- Left fielder
- Born: April 18, 1917 New York, New York, U.S.
- Died: September 11, 2001 (aged 84) Lake Worth, Florida, U.S.
- Batted: RightThrew: Right

MLB debut
- May 8, 1945, for the Washington Senators

Last MLB appearance
- June 15, 1945, for the Washington Senators

MLB statistics
- Batting average: .206
- Home runs: 0
- Runs batted in: 2
- Stats at Baseball Reference

Teams
- Washington Senators (1945);

= Vince Ventura =

American baseball player

Vincent Ventura (April 18, 1917 – September 11, 2001) was an American professional baseball left fielder. He played in Major League Baseball (MLB) for the Washington Senators for 18 games during the 1945 season, the last year of the World War II manpower shortage.

Born in New York City, Ventura threw and batted right-handed, stood 6 ft 1 in tall and weighed 190 lb. His pro career began in 1937 and included two seasons in the New York Yankees' farm system before Washington acquired his contract. He spent 1941 and 1942 with the Class A1 Chattanooga Lookouts, then served in the United States Army Air Forces during both 1943 and 1944 before his discharge. He made his MLB debut on May 8, 1945, in a pinch hitting role against the St. Louis Browns at Sportsman's Park, singling off Nels Potter in a 7–1 Washington defeat. He appeared in 17 more games through June 15, starting 12 games in left field, before returning to Chattanooga.

With Washington, Ventura batted .207 in 58 at-bats, with four runs scored and two RBI. All of his 12 hits were singles. He left pro baseball after the 1945 campaign. He died in Lake Worth, Florida on September 11, 2001.

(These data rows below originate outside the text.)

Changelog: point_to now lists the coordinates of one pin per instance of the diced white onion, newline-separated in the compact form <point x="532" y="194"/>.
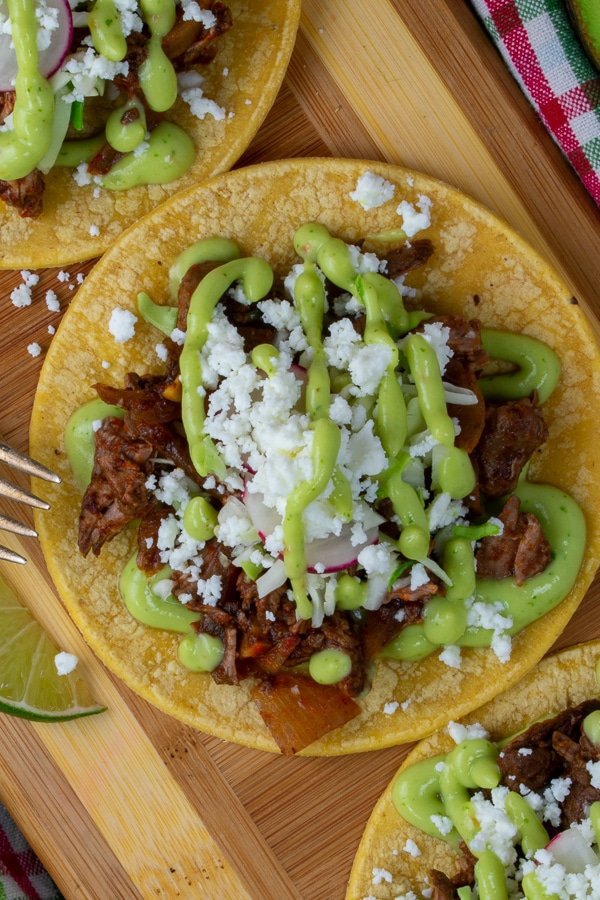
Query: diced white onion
<point x="459" y="396"/>
<point x="271" y="579"/>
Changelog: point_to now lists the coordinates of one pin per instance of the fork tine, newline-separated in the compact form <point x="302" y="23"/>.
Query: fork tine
<point x="21" y="496"/>
<point x="8" y="524"/>
<point x="25" y="464"/>
<point x="11" y="556"/>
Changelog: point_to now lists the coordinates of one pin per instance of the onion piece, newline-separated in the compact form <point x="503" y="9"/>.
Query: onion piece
<point x="271" y="579"/>
<point x="571" y="850"/>
<point x="337" y="552"/>
<point x="50" y="59"/>
<point x="60" y="126"/>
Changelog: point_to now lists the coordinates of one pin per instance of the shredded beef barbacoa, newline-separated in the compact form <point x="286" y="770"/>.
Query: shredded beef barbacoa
<point x="556" y="748"/>
<point x="188" y="44"/>
<point x="262" y="637"/>
<point x="521" y="550"/>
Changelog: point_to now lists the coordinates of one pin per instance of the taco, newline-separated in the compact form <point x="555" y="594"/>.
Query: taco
<point x="133" y="101"/>
<point x="360" y="579"/>
<point x="507" y="801"/>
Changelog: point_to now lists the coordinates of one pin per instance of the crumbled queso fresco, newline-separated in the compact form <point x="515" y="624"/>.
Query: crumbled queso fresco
<point x="264" y="437"/>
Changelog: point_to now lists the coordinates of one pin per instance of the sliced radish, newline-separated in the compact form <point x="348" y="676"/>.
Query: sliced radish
<point x="272" y="579"/>
<point x="263" y="517"/>
<point x="571" y="850"/>
<point x="337" y="552"/>
<point x="50" y="59"/>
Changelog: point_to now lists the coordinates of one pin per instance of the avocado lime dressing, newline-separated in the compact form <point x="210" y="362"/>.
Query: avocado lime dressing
<point x="563" y="524"/>
<point x="406" y="402"/>
<point x="26" y="145"/>
<point x="434" y="795"/>
<point x="435" y="791"/>
<point x="538" y="367"/>
<point x="160" y="157"/>
<point x="137" y="591"/>
<point x="79" y="437"/>
<point x="157" y="75"/>
<point x="168" y="154"/>
<point x="126" y="126"/>
<point x="104" y="23"/>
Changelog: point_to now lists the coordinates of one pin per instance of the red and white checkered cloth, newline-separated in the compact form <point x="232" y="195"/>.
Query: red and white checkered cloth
<point x="543" y="51"/>
<point x="22" y="875"/>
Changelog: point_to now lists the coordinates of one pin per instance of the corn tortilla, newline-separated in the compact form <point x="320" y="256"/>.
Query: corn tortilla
<point x="560" y="681"/>
<point x="480" y="268"/>
<point x="256" y="50"/>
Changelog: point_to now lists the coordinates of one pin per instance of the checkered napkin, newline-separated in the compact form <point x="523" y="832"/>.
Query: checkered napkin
<point x="538" y="42"/>
<point x="21" y="873"/>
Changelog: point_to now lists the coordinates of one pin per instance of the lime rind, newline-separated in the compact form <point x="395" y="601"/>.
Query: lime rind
<point x="30" y="686"/>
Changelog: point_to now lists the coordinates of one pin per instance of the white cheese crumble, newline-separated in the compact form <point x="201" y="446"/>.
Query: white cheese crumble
<point x="21" y="296"/>
<point x="442" y="823"/>
<point x="411" y="848"/>
<point x="437" y="335"/>
<point x="85" y="70"/>
<point x="122" y="325"/>
<point x="460" y="733"/>
<point x="492" y="616"/>
<point x="380" y="875"/>
<point x="194" y="13"/>
<point x="418" y="576"/>
<point x="594" y="770"/>
<point x="52" y="301"/>
<point x="372" y="191"/>
<point x="450" y="655"/>
<point x="161" y="352"/>
<point x="415" y="219"/>
<point x="65" y="663"/>
<point x="201" y="106"/>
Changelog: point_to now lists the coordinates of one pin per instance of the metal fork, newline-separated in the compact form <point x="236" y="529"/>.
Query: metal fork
<point x="31" y="467"/>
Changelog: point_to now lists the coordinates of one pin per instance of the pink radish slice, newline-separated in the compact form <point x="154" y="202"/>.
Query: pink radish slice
<point x="571" y="850"/>
<point x="50" y="59"/>
<point x="263" y="517"/>
<point x="337" y="553"/>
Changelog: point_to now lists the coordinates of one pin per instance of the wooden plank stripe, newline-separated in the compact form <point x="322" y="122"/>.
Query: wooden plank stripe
<point x="412" y="119"/>
<point x="145" y="815"/>
<point x="28" y="777"/>
<point x="324" y="104"/>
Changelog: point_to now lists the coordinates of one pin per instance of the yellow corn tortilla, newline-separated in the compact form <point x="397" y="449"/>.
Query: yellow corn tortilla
<point x="560" y="681"/>
<point x="256" y="50"/>
<point x="261" y="207"/>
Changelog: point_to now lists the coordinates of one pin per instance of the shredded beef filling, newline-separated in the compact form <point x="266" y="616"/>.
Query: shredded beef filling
<point x="521" y="550"/>
<point x="25" y="194"/>
<point x="262" y="638"/>
<point x="559" y="749"/>
<point x="512" y="432"/>
<point x="117" y="493"/>
<point x="188" y="44"/>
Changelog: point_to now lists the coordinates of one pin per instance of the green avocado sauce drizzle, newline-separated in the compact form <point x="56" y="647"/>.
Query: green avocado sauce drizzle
<point x="396" y="419"/>
<point x="160" y="157"/>
<point x="440" y="786"/>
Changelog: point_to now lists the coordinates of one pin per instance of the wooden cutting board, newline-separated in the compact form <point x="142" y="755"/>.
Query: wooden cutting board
<point x="130" y="803"/>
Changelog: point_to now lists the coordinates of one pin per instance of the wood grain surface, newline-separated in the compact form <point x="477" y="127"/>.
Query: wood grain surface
<point x="132" y="804"/>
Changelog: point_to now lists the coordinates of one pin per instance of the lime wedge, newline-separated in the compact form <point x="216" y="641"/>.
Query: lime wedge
<point x="30" y="686"/>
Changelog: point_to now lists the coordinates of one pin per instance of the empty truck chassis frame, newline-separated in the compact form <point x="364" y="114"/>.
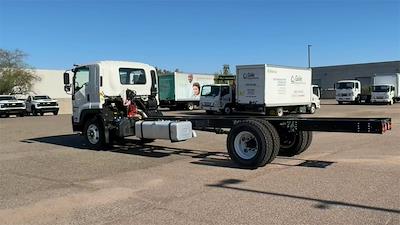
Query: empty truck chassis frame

Ventura first signed in the minor leagues in 1937. He stated years later:
"Phil (Rizzuto) and I had to bring our fathers with us to sign because we were both underage. We both received thousand-dollar bonuses. Five-hundred upon signing and the other five-hundred if we were still with the team on July 1, the last cutdown date. My father cried when he got the check for five-hundred dollars. He had never seen that much money in his life. When he was able to get work, he earned twelve to fourteen-dollars a week."